Aprovação do Modelo de Comercialização
O modelo proposto para a comercialização dos direitos audiovisuais, no âmbito da centralização, foi aprovado na Assembleia Geral da Liga Portugal. O documento recebeu mais de 90% dos votos favoráveis das sociedades desportivas dos campeonatos profissionais. O Benfica foi o único emblema a votar contra, enquanto o Nacional se absteve na votação. Os emblemas da Primeira Liga tinham direito a dois votos, enquanto os da Segunda Liga tinham um.
André Mosqueira do Amaral, diretor executivo da LPFP e responsável da Liga Centralização, explicou que a discussão se focou na forma como os direitos audiovisuais serão comercializados nos mercados. Foram definidas as “limitações e regras de participação no leilão e as linhas vermelhas que não poderão ser ultrapassadas em nenhuma instância durante a venda e a exploração destes direitos”.
Próximos Passos e Reações dos Clubes
Apesar da aprovação do modelo, a chave de distribuição das receitas ainda não foi discutida, sendo este um tema que tem gerado divisões entre os clubes. A proposta do Nacional para que 50% do bolo total de dinheiro fosse distribuído de forma igualitária, ao invés dos 32,5% propostos pela Liga, foi adiada. O modelo aprovado será agora apresentado ao Governo pela Liga e pela FPF para validação. Não houve unanimidade na escolha do modelo de comercialização, com 92% dos votos a seguir na mesma direção, mas o Benfica votou contra, em contraste com a posição de Sporting e FC Porto que se mostraram em consonância com o modelo aprovado.

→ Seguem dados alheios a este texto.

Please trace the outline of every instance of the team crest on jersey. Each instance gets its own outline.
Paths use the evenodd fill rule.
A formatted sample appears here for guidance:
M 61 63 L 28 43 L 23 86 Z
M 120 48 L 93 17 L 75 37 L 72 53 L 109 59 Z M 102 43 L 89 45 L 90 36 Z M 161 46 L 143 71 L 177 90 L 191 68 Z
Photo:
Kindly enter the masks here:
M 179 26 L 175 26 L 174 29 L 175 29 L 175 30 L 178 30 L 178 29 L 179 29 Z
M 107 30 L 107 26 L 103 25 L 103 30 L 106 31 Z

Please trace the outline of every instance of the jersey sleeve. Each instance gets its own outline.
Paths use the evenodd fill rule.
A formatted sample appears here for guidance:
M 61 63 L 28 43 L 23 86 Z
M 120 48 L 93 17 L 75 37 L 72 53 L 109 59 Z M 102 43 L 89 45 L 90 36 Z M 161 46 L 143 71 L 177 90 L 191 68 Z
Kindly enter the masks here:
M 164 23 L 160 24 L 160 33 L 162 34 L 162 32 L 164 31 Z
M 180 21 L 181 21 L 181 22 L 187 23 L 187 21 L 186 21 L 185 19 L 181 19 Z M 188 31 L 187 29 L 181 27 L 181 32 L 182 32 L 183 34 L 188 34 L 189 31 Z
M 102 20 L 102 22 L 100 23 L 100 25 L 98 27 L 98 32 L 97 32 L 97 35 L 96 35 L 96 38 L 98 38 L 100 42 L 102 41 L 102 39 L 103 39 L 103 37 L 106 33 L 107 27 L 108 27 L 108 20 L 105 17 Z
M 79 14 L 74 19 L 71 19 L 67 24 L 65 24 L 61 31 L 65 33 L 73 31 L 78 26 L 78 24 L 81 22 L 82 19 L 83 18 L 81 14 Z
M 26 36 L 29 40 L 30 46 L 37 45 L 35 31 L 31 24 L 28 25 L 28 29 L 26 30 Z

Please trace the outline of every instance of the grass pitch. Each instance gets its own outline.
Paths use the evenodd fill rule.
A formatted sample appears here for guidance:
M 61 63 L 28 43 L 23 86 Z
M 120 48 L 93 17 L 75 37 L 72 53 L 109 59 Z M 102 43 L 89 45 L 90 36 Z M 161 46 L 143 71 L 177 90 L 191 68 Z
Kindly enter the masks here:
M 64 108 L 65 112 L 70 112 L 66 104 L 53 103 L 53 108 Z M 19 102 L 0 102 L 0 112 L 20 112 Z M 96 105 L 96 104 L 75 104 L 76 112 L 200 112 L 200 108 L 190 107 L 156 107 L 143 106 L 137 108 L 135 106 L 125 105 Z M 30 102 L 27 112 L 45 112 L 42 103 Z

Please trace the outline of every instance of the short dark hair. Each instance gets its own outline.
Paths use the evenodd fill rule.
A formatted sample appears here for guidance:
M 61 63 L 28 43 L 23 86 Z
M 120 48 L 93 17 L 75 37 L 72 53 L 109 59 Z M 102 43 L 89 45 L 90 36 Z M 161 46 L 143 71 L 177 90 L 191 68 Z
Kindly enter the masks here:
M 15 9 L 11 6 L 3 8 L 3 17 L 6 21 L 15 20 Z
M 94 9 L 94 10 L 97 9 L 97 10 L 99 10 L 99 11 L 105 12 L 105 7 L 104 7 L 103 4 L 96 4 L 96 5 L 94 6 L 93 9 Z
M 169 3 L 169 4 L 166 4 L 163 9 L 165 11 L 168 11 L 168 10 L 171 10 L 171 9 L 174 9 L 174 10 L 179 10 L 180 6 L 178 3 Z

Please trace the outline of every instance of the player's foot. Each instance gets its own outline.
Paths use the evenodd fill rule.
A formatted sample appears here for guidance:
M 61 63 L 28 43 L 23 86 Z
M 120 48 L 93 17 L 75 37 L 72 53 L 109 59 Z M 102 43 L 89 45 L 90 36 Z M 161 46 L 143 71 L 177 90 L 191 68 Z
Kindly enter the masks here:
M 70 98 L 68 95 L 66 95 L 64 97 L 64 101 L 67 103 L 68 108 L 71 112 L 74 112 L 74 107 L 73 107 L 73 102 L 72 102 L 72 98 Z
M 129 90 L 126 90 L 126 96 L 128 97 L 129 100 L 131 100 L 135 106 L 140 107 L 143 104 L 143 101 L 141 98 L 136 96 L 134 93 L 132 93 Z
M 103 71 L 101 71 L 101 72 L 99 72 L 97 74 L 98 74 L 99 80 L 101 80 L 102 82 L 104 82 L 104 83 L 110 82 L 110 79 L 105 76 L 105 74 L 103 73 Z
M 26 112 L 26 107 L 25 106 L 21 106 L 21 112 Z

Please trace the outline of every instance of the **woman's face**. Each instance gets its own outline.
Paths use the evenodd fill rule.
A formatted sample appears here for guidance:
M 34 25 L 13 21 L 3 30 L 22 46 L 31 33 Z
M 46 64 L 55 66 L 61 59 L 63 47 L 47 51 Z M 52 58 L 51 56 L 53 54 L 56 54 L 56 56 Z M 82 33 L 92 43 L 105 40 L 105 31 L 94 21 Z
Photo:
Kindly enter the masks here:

Os presidentes dos principais clubes não estiveram presentes na Assembleia Geral, enviando representantes. O FC Porto foi representado por Nuno Santos Rocha, diretor jurídico, e o Sporting por André Bernardo, Patrícia Lopes e Amândio Novais. O Benfica enviou Nuno Catarino, responsável financeiro. Por outro lado, estiveram presentes Miguel Ribeiro, presidente da SAD do Famalicão, Alexandrina Cruz, presidente da SAD do Rio Ave, José Miguel Albuquerque, presidente da SAD do Alverca, e Rui Alves, presidente do Nacional. A posição isolada do Benfica, que pedia um adiamento do Decreto-Lei por dois anos, levanta questões sobre o futuro da centralização e o seu impacto no clube.